I am getting the following field in the dumper " 'ID' => $VAR1->[0]{'ID'}," added to the top of the output list for each attribute
$VAR1 = [
{
'ID' => [
'1',
1,
0,
1,
1,
0,
1,
1,
1,
1,
1,
0,
0,
1,
1,
1,
1
],
'Circle' => 4,
'Triangle' => 0,
'Rectangle' => 4,
'Square' => 4
},
{
'ID' => $VAR1->[0]{'ID'},
'Circle' => 4,
'Triangle' => 0,
'Rectangle' => 0,
'Square' => 4
},
I am using the following script:
use strict ;
use warnings ;
use Data::Dumper ;
open my $dataIn1, "<", "Attributes_ID.txt" or die "NO ID FILE: $!";
open my $dataIn2, "<", "Attributes.txt" or die "NO ATTR FILE: $!";
my $data = () ;
my $attrs = () ;
sub getdata {
my ( $fileName, $type ) = split /\t/, $_[1] ;
push @{$data}, $type unless !defined $fileName ;
}
sub getattrs {
my @attrs = split /\t/, $_[1] ;
#shift @attrs ;
push @{$attrs}, \@attrs unless !defined $attrs[0] ;
}
while( <$dataIn1> ) {
chomp ;
getdata( 0, $_ ) ;
}
while( <$dataIn2> ) {
chomp ;
getattrs( 0, $_ ) ;
}
my @result;
for( my $j = 0 ; $j < @{$attrs} ; ++$j ) {
my %subres ;
@subres{@{$data}} = ( 0 ) x @{$attrs->[0]} ;
$subres{ID} = $attrs->[0] ;
for( my $i = 1 ; $i < @{$attrs->[$j]} ; ++$i ) {
if ( $attrs->[$j][$i] == 1 ) {
++$subres{ $data->[$i-1]} ;
}
} ;
push @result, \%subres ;
}
print Dumper(\@result) ;
I'll continue looking at that to see if I can see why it isn't carrying the attribute ID forward.
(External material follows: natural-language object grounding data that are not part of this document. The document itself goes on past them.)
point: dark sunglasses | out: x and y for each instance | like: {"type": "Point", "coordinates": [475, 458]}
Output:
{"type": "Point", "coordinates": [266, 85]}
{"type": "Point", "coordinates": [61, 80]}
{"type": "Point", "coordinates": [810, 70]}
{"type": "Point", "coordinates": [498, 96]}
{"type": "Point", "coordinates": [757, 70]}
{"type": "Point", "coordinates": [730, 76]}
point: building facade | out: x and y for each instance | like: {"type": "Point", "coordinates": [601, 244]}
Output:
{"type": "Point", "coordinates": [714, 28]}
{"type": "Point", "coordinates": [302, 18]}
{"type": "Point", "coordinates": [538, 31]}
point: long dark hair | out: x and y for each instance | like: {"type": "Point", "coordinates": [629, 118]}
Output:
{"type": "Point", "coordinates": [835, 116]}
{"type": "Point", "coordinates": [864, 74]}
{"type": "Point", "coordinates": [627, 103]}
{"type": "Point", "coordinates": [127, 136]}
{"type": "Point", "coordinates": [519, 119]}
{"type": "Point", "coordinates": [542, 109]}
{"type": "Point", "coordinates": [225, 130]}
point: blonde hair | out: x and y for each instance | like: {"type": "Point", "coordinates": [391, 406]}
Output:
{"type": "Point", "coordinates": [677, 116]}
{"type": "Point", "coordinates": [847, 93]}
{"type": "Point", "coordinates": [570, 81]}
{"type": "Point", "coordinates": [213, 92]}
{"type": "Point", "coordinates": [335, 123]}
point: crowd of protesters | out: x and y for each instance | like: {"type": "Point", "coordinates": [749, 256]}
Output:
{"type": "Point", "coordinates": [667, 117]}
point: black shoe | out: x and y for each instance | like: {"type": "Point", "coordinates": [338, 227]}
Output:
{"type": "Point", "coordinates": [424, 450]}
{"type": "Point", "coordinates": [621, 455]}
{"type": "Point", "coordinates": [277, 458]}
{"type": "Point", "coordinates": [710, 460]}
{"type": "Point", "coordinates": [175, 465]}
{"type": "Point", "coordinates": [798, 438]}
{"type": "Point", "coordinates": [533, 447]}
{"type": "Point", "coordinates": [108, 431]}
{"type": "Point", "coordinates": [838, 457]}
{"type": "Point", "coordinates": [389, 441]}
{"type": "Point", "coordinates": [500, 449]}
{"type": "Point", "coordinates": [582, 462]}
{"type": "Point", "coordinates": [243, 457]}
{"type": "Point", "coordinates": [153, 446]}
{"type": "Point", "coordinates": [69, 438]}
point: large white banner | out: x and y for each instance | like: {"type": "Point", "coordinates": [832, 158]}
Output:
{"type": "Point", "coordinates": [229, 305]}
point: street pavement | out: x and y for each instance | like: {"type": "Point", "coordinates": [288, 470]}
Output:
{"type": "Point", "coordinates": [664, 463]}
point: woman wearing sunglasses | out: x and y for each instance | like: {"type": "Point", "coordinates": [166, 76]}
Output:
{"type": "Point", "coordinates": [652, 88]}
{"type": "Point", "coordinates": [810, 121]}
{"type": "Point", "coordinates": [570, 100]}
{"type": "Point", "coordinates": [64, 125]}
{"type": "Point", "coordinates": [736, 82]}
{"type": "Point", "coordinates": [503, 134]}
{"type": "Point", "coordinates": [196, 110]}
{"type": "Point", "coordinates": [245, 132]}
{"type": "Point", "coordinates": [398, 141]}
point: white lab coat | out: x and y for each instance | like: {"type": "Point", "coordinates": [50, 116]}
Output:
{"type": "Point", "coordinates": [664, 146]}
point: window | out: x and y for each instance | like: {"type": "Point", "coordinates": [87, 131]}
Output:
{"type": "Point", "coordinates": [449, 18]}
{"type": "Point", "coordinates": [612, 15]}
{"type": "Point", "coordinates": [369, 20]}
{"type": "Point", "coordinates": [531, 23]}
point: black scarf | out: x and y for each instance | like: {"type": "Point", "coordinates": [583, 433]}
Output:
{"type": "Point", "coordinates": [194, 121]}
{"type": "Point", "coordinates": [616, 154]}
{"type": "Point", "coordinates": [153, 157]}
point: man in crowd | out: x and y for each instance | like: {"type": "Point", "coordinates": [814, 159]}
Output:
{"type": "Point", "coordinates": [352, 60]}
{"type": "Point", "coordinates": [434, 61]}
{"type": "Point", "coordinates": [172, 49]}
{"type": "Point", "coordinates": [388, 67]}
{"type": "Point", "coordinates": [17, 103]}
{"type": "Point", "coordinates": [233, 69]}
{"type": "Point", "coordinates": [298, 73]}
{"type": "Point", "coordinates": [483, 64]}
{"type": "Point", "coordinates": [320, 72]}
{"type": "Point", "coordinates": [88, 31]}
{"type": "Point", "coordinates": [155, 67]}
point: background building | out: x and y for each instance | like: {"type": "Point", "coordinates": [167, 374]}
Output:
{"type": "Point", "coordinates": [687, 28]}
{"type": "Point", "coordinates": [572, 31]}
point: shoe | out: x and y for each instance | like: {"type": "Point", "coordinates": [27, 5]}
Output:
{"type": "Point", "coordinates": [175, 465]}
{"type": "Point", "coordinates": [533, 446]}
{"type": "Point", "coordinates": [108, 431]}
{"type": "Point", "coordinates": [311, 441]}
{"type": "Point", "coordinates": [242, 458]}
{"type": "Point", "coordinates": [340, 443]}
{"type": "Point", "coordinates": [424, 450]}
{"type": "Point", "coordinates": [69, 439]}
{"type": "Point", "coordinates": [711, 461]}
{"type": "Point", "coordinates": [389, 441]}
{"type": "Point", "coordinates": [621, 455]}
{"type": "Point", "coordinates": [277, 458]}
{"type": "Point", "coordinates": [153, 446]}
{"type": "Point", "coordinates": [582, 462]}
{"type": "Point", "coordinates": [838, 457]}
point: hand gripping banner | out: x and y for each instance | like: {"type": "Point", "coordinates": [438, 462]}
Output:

But I wanted to ask some more questions, and answer yours!
Within the code you have written, is it possible to move the attribute ID "outside" of the grouped data? As in:
{5}{
'Circle' => 0,
'Triangle' => 0,
'Rectangle' => 0,
'Square' => 0
},
{6} {
'Circle' => 0,
'Triangle' => 0,
'Rectangle' => 0,
'Square' => 0
},
{7} {
'Circle' => 4,
'Triangle' => 4,
'Rectangle' => 0,
'Square' => 4
},
The above may answer your question about the attribute ID's being defined. The numbers in the left column of the attribute demo dataset (1-30) are identifiers for that attribute. They could be names, or serial numbers...etc. But they are how I identify that attribute so I can look at it later. At the end of this, I actually need a list of the attributes that pass a True/False statement based on a series of percentages.
This is where the grouping comes in. Your script groups the datasets by their category by shifting the category in place of the file name. Which works great, as I am not so concerned with carrying the file name forward. So the categories in this case are "Square" "Circle" Rectangle" "Triangle." What I would need to do then is look at each attribute...So for attribute 7 in the code block above. I would have a series of True/False statements that asked for each category: "Does this attribute occur in Circle more than 50% of the time, and less than 10% of the time in Triangle, Rectangle, and Square?" Then I would have another statement asking the same question about that attribute for the next category. "Does this attribute occur in Square more than 50% of the time, and less than 10% of the time in Triangle, Rectangle, and Circle?" And so on and so forth for each unique category identified in the Attributes_ID file.
At the end of that, I would generate a list of attributes that scored "True" for each category.
Which brings me to my two questions.
1) Would it be better to "melt" this data? Create a four column data structure that consists of 1)File Name 2)Category Name, 3)Attribute ID, 4)Binary Value.
FILE CATEGORY ATTRIB SCORE
1.file.ext Square 1 1
2.file.ext Triangle 1 0
3.file.ext Circle 1 1
4.file.ext Square 1 1
5.file.ext Triangle 1 0
etc...
Or, 2) Would it be better to do this one line at a time with the True/False qualifiers built into the loop? As in, read in the first attribute row, with the categories, and evaluate the attribute for each category and store that True/False for that quartet in each category before moving to the next attribute? (It would be good to note that the categories change, but are defined in the attribute_ID file. SO it would be based on unique entries there.)
Down the rabbit hole!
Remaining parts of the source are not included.